# Forum Home Renovation Waterproofing  Sealing nail heads

## johnstonfencing

Hello, 
Just a quick one, going to seal nail heads in bathroom with sikaflex. Is it necessary to seal all nailheads that will be tiled over? Or just under waterproofing? 
cheers

----------


## goldie1

just in the wet areas

----------


## wspivak

> Hello, 
> Just a quick one, going to seal nail heads in bathroom with sikaflex. Is it necessary to seal all nailheads that will be tiled over? Or just under waterproofing? 
> cheers

  It's a good idea to seal all nail heads wherever waterproofing membrane will be used.  I'd personally recommend using an MS Polymer based caulk such as Soudal T-Rex or Multibond MS35 as opposed to a solvent based polyurethane like Sikaflex.   
Hope that helps  Waterproofing products, Waterproofing supplies. The WaterStop Shop® - Waterproofing products & supplies

----------


## johnstonfencing

Thanks for the replies.
Wspivak why do you recommend that over sikaflex?

----------


## wspivak

> Thanks for the replies.
> Wspivak why do you recommend that over sikaflex?

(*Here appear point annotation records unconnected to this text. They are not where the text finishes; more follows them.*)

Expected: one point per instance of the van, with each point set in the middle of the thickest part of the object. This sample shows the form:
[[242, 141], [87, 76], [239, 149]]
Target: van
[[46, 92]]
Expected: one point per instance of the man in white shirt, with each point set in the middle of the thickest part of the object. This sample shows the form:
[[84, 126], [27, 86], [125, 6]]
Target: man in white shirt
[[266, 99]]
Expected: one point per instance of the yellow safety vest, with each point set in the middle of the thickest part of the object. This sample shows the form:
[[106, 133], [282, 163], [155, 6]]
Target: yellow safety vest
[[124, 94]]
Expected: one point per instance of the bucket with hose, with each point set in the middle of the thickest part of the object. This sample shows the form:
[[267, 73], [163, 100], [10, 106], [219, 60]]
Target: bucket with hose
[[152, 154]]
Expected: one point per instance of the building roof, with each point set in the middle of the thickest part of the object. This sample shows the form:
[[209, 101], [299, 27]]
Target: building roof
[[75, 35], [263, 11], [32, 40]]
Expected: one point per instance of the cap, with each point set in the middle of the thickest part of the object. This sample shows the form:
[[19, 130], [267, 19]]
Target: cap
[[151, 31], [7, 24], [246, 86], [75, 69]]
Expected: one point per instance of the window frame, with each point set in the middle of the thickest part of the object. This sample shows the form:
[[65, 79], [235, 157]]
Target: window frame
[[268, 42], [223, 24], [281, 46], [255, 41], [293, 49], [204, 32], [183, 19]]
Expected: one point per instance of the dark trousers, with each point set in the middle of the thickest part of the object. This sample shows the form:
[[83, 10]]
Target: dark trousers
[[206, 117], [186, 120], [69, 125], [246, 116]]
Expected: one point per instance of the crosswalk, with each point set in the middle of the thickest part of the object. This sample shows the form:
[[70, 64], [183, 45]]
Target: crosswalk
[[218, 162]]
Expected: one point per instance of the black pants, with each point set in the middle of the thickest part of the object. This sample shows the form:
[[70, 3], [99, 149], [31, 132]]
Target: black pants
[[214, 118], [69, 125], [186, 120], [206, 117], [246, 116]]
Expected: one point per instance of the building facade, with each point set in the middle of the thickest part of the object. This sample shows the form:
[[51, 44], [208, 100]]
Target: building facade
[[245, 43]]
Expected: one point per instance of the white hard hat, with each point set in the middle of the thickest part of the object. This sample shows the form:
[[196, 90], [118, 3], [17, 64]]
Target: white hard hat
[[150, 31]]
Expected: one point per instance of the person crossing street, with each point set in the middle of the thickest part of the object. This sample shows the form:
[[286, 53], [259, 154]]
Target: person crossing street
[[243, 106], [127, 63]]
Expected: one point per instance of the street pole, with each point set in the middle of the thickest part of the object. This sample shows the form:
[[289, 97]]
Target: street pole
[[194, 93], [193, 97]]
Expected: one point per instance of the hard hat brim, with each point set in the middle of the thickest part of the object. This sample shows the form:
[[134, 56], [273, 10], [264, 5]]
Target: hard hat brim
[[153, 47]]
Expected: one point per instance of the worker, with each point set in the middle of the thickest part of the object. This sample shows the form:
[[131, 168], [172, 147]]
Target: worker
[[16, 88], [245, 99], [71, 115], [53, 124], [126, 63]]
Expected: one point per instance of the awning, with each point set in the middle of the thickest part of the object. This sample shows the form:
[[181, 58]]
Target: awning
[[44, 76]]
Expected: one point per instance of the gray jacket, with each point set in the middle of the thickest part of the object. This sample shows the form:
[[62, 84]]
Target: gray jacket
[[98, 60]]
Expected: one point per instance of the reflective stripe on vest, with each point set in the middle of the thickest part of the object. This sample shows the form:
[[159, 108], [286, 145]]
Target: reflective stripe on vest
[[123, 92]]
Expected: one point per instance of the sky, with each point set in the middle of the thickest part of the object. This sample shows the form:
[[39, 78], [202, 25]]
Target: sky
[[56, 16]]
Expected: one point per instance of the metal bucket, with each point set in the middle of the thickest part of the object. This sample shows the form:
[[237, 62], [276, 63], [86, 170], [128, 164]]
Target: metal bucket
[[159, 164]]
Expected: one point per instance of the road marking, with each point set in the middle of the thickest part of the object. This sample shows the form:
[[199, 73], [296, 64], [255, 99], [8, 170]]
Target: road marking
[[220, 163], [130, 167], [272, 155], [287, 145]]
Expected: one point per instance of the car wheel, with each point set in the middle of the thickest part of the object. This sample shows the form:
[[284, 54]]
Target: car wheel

  Solvent based polyurethanes such as Sikaflex contain Xylene and Isocyanates.  Besides being hazardous to your health in enclosed environments, they can also adversely affect water based membranes by preventing them from curing properly while the solvent based polyurethane is still curing.  So when using standard Sikaflex, I'd normally recommend waiting at least 24 hours prior to trying to waterproof on top of them as they take quite a long time to cure properly.  If you're using Sikaflex-11FC (or equivalent), you can cut that down, but it tends to be far more expensive. 
MS Polymer (or Hybrid Polymer) products do not contain either Isocyanates or Solvent, and thus, you avoid all the potential issues listed above.  They also dry much faster, allowing you to work on top of them within 20-30 minutes on average. 
Hope that answers your query?  Waterproofing products, Waterproofing supplies. The WaterStop Shop® - Waterproofing products & supplies

----------


## johnstonfencing

Cheers, that does answer my queries. I have a couple of tubes of sikaflex11fc already so I'll be using those this time around.

----------